Die Gefährten seiner Verwerfung! So auch hier mit diesen 144 000. Sie werden nicht dieselbe himmlische Herrlichkeit haben, die der Versammlung der Erstgeborenen vorbehalten ist; denn entweder haben wir jetzt die allerbesten Segnungen oder gar keine. Alle Christen stehen jetzt in den herrlichsten Vorrechten, die die Kinder Gottes genießen können. Was auch immer ihre Anmaßungen sein mögen, es ist eine Zeit, in der Christus von der Welt gründlich verworfen wird. Gott wünscht sich, dass wir in Christus genug Schätze finden, um die Welt abzulehnen – um ihre Bestechungen unter unsere Füße zu legen. Das Schwierige ist, den Platz der Verwerfung Christi einzunehmen, und glücklich zu sein, ihn zu behalten.

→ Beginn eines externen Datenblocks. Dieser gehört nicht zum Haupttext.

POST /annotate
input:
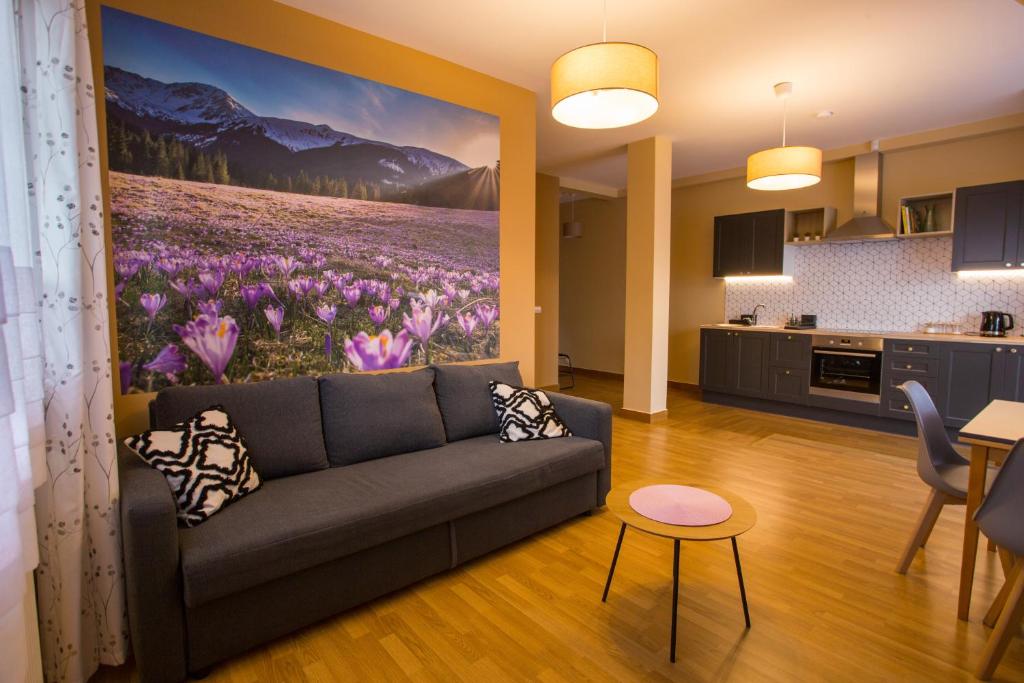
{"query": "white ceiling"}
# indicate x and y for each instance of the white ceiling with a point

Und nachdem wir nun dieses Kapitel als die Schlussszene der Erde, das Ende des Zeitalters, betrachtet haben, insbesondere Gottes Wirken darin in Bezug auf das Böse jenes Tages, ist es vielleicht gut, einen kurzen Blick auf die historische Anwendung zu werfen. Niemand konnte das neue Lied lernen, außer den 144 000 – niemand außer denen, die bekehrt und vom Geist Gottes erleuchtet wurden, eine Schar, die aus den protestantischen Nationen (wie zuvor aus den christianisierten Nationen unter Konstantin) ausgewählt wurde; und doch implizierte die Stimme der Wasser und des großen Donners mit seltsamer Inkonsequenz „die Vereinigung beider Nationen und Fürsten in dem Lied“ (Horae Apocalypticae, Bd. iii. S. 288, 289). Waren die protestantischen Nationen jemals die Auserwählten der Gnade? Herr Jenour, nicht unzufrieden mit der bloßen Wiederholung einer ähnlichen Klasse in Kapitel 7 und 14, versucht, die Melodie zu variieren, und schlägt vor, dass die im ersten Kapitel ein jüdischer auserwählter Überrest sind, die in unserem Kapitel ein heidnischer.77 Nun, ich möchte denen, die zu einer der beiden erwähnten Ansichten neigen, eine Frage stellen: Wie konnte eine christliche Auserwählung (ob unter Konstantin oder in der Reformation, ob eine Auserwählung aus Juden oder Heiden) als Erstlingsfrucht für Gott und das Lamm bezeichnet werden? Wenn die Kirche, streng so genannt, dann vollendet wird, ist nichts verständlicher; aber nach dem Schema, das das Zeugnis und den dadurch gebildeten Leib als dasselbe fortwährend betrachtet, erscheint keine vernünftige Erklärung. Wenn es eine besondere Versammlung aus Juda ist, die mit einem leidenden Messias verbunden ist und das Königreich vorwegnimmt, was ist dann klarer? Jahrhunderte in die Prophezeiung zu interpolieren – kein Platz für solche Zusätze zu den Worten dieses Buches, dass „die Stimme der 144 000 schwächer und schwächer wurde und die Zeichen ihrer Gegenwart in allen kontinentalen protestantischen Ländern und Kirchen undeutlicher“, während das Licht Englands heller brannte!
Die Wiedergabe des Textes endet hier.